I do have periodic dreams about middle school. Sometimes I’m of the correct age, and am trying to make friends. Sometimes I’m an adult in middle school and am trying to get out.
Sometimes I’m around my old classmates, trying to apologize for past behaviors. Considering that I had to leave behind the kids who I grew up with in highschool, beginning an anguished journey in world full of uncaring strangers, seeing them at all is a welcomed sight, even if the interactions are less than positive.
Unfortunately, the kids in the dream were not them. They were strangers; just kids. That’s why I told them to leave. You might say I’m jealous of my little cousin because she’s entered that part of life. Though another part of me wants to connect. I mean, we are family. However, I only started knowing her three years ago, and even then we have nothing in common. Plus she’s never showed interest anyway.
At the moment, I’m in a community college that has a lot of early college students. Basically teens, and I don’t know who is who. I am so afraid of them, I walked out of a writing group because one girl among us 4 was 15. And I write 18+. So, no thanks. Not might as well be a middle school.

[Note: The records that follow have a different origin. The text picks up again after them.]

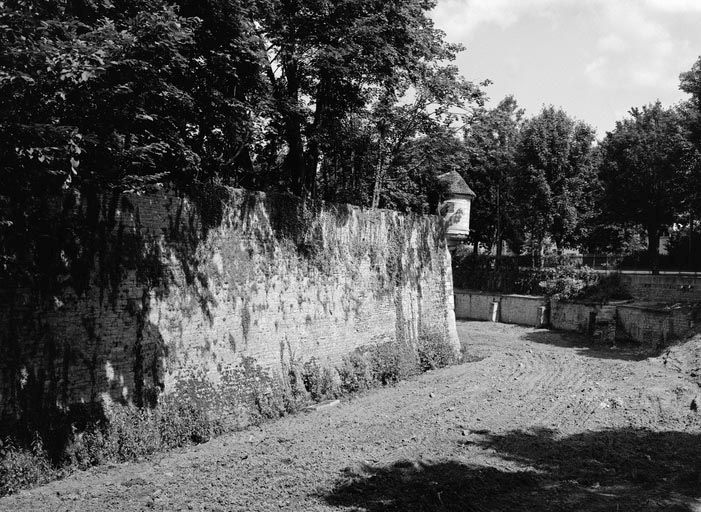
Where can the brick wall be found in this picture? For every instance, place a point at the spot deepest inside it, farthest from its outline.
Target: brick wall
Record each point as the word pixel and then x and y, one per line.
pixel 524 310
pixel 217 297
pixel 663 288
pixel 655 327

I’ve asked the forum about using Magick to go back in time, or de-age myself, and would still love to do that. I’d love to be a teen again, but because I’m not I don’t want anything to do with them.
So, yes, lots of unresolved stuff, and lack of knowledge on how to solve it.
Loki could be referring to pushing me into a situation to force me to get passed my anxiety. Though I’m not sure what that’d look like. Not too long ago, I brought some poems into the writing group, and was accused of sexism because of that Aphrodite poem. It ended by saying “I will follow Hermes for he is thrice great.”. How that could be considered sexist is beyond me. I feel like every time I open up, I get punished. So, I don’t know what Loki plans on doing or when. But I could use a break from the routine monotony.
I’d be completely fine with whatever he’s proposing if I felt better equipped for the situation. But I’m not. I’m barely equipped for community college. And I’m praying to Odin for his aid in that matter.
I’m really just a complex mess of emotions, thoughts, and feelings with more avenues to express them than sort them out.